SRI (Stoneridge, Inc.) trades in the Consumer Cyclical sector, specifically Auto - Parts, with a market capitalization of approximately $207.2M, a beta of 1.85 versus the broader market, a 52-week range of 4.6-9.71, average daily share volume of 205K, a public-listing history dating back to 1997, approximately 4K full-time employees.
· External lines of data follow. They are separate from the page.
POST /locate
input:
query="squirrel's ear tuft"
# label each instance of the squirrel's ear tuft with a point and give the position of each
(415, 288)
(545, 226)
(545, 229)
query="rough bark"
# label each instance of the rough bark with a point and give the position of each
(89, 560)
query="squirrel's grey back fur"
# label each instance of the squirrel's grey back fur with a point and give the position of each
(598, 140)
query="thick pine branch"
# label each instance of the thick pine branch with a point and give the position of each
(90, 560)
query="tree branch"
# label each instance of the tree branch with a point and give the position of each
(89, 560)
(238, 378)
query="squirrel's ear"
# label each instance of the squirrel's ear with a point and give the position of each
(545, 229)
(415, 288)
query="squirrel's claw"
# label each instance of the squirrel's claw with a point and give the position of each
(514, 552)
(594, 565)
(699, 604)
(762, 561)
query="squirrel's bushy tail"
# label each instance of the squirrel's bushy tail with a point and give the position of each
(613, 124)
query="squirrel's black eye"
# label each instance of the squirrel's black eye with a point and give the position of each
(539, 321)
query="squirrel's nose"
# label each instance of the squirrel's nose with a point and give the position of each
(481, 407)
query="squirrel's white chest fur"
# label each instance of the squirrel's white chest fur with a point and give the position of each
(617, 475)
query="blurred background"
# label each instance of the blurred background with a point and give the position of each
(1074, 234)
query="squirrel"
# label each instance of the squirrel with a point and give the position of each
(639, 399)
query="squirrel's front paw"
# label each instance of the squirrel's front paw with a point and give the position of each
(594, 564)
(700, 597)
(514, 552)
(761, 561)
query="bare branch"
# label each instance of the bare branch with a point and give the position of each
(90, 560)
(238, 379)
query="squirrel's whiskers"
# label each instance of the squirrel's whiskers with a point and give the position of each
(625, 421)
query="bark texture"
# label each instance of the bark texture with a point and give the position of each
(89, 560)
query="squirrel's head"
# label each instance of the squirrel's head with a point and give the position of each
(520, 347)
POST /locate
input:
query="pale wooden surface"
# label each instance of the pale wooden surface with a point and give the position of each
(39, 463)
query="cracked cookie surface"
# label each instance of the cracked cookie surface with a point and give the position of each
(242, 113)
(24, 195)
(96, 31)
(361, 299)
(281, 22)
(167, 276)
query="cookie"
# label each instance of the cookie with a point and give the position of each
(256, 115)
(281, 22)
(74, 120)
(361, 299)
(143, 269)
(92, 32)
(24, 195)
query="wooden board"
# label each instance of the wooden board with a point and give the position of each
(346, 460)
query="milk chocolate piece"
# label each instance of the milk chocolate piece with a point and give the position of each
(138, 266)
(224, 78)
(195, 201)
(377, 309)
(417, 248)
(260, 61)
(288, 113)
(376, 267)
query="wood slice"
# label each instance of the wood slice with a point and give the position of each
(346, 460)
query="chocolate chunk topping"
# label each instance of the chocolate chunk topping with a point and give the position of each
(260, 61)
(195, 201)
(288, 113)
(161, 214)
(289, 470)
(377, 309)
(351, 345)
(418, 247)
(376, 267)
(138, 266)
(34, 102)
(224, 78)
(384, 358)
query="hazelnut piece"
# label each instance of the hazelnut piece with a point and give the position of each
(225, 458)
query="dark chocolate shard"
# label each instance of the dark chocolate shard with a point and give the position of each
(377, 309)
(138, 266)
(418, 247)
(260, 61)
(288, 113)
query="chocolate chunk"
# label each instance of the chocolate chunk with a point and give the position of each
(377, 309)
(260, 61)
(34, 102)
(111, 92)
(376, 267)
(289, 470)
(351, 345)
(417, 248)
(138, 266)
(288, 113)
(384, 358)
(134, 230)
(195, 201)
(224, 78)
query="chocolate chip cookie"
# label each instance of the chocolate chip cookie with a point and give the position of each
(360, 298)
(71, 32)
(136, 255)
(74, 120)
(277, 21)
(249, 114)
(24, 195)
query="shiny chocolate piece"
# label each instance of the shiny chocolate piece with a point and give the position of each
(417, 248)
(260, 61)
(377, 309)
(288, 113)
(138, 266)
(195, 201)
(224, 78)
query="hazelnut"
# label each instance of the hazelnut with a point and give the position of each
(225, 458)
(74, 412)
These structural characteristics shape how SRI stock options price implied volatility around earnings windows, capital events, and macro-driven sector rotations.
A beta of 1.85 indicates SRI has historically moved more than the broader market, amplifying both the directional payoff and the realized volatility relative to an index-equivalent position.
What is a collar on SRI?
A collar pairs long stock with a protective out-of-the-money put financed by a short out-of-the-money call, capping both tails of the position around the current spot.
Current SRI snapshot
As of June 30, 2026, spot at $7.31, ATM IV 109.30%, IV rank 43.68%, expected move 31.34%. The collar on SRI below is built from the same end-of-day chain, with strikes snapped to listed contracts and premiums pulled from the bid/ask midpoint at a 17-day expiry.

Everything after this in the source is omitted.